All 10 Democrats in the New Hampshire Senate co-sponsored a bill reaffirming the current law banning abortion after the first 24 weeks of pregnancy. Republicans, who passed the late-term abortion ban over Democratic objections last session, said they were puzzled by the apparent reversal.
“Senate Majority Leader [Sharon] Carson, Sen. [Regina] Birdsell, and Sen. [Daryl] Abbas all pointed out that this is what Democrats were fighting tooth-and-nail against in 2021 and 2022, a ban on abortion up until the moment of birth,” said Senate President Jeb Bradley (R-Wolfeboro). “Now suddenly they are supporting the late-term abortion ban. They couldn’t be clearer.”
The bill, SB 181, would not change current law in any way. “It shall be the public policy of New Hampshire that, because it is vital to the equality and liberty of all individuals, the state shall not restrict or interfere with an individual’s exercise of their private decision to terminate a pregnancy except as provided in RSA 329:43 through RSA 329:50 and RSA 132:32 through RSA 132:36.” (The latter refers to the late-term abortion ban.)
Why pass a law that doesn’t change the law?
Sen. Rebecca Perkins Kwoka (D-Portsmouth) and Assistant Democratic Leader Becky Whitley (D-Hopkinton) argue it is necessary to create an affirmative right to abortion in the wake of the Dobbs decision.
“It is our job as elected officials to fill in the legal void left when the U.S. Supreme Court overturned Roe v. Wade, particularly because current New Hampshire law explicitly states that there is no affirmative right to an abortion. New Hampshire law is silent on whether individuals have the right to be free from governmental intrusion when seeking an abortion.”
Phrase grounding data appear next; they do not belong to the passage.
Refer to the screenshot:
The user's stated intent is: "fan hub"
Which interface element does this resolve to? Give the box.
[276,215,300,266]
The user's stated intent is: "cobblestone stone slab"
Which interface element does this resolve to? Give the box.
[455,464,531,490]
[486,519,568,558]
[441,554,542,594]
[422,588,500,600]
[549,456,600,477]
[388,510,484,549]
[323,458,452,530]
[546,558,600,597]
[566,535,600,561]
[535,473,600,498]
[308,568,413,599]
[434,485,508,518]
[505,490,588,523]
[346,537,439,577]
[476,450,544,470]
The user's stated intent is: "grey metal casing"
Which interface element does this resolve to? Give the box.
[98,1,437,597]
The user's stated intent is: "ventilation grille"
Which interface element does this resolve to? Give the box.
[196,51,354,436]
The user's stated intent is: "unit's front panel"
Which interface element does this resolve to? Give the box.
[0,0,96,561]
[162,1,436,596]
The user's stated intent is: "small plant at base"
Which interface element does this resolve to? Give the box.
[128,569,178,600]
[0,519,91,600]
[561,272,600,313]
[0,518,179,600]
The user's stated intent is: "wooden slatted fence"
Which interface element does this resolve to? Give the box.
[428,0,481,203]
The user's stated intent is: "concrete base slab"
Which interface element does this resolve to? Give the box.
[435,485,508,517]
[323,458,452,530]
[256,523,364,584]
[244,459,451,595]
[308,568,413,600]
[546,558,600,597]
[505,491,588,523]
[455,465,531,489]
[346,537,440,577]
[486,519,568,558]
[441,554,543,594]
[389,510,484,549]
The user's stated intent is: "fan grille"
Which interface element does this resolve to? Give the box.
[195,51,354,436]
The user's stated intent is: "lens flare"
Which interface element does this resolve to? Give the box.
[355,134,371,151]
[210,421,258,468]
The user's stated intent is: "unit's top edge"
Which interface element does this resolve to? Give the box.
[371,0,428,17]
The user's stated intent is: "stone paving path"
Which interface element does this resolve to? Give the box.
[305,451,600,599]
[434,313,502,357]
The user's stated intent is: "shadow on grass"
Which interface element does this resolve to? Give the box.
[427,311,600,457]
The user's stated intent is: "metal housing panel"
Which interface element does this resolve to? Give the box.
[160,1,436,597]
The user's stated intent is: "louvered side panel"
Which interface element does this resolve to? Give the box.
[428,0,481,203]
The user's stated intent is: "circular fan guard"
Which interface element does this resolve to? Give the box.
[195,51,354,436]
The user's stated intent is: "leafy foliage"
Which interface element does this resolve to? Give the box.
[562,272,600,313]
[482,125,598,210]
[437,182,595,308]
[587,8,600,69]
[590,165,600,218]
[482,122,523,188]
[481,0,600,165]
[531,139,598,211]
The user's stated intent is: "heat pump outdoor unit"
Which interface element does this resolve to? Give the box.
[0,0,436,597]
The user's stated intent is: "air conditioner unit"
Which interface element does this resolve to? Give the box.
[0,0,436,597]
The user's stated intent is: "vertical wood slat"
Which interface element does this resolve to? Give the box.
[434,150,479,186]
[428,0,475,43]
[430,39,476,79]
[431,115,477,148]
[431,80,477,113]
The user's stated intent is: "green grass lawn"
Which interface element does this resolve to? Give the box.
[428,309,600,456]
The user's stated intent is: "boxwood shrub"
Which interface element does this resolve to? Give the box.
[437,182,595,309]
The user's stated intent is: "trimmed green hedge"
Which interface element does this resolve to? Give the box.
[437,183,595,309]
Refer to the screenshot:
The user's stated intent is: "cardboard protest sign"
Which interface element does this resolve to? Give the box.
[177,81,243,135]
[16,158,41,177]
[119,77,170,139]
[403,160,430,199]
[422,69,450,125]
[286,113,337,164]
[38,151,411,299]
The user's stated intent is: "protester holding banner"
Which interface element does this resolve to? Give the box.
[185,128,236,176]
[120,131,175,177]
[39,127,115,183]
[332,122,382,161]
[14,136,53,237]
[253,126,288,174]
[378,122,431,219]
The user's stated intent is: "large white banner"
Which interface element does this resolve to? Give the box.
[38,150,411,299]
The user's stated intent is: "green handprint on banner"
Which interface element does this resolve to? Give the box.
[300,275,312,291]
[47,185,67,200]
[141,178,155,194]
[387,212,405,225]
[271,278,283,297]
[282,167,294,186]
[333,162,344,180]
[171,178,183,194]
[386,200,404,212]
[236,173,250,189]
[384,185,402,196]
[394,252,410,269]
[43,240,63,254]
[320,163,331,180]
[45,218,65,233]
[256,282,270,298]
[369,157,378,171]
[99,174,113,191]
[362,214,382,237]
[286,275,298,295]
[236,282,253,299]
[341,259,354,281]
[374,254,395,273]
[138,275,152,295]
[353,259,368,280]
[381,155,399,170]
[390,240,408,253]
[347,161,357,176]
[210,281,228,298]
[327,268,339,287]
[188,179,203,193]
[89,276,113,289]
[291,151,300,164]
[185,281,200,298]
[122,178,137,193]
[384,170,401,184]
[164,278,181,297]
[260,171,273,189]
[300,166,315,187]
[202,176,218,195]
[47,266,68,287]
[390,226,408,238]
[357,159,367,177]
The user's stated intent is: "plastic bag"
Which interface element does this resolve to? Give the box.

Sara Persechino with Planned Parenthood New Hampshire Action Fund confirmed that view when contacted by NHJournal.
“There are no protections in New Hampshire state law for abortion access. Instead, NH RSA 329:49 — part of the 24-week abortion ban passed in 2021 — states: ‘Nothing in this subdivision shall be construed as creating or recognizing a right to abortion.'” [Emphasis in original.]
But given this was simply a bill and not a constitutional amendment, it had no power over future legislatures which could overturn the Democrats’ law with a new one via a simple majority vote.
Because it would accomplish nothing, Republicans told NHJournal they believe it was a purely political stunt.
“My Democratic colleagues who previously stood in opposition to this law would reinforce it through SB181,” said Sen. Regina Birdsell (R-Hampstead). “Why are they now voting to ban abortions at 24 weeks?”
More specifically, why didn’t Democrats propose the same language they have in the past — abortion with no restrictions up to the day of birth? Abortions for any reason, including sex selection?
“New Hampshire voters, at around 70 to 80 percent, do not support abortion on demand up until the moment of birth,” Bradley noted after the vote. “They just don’t.”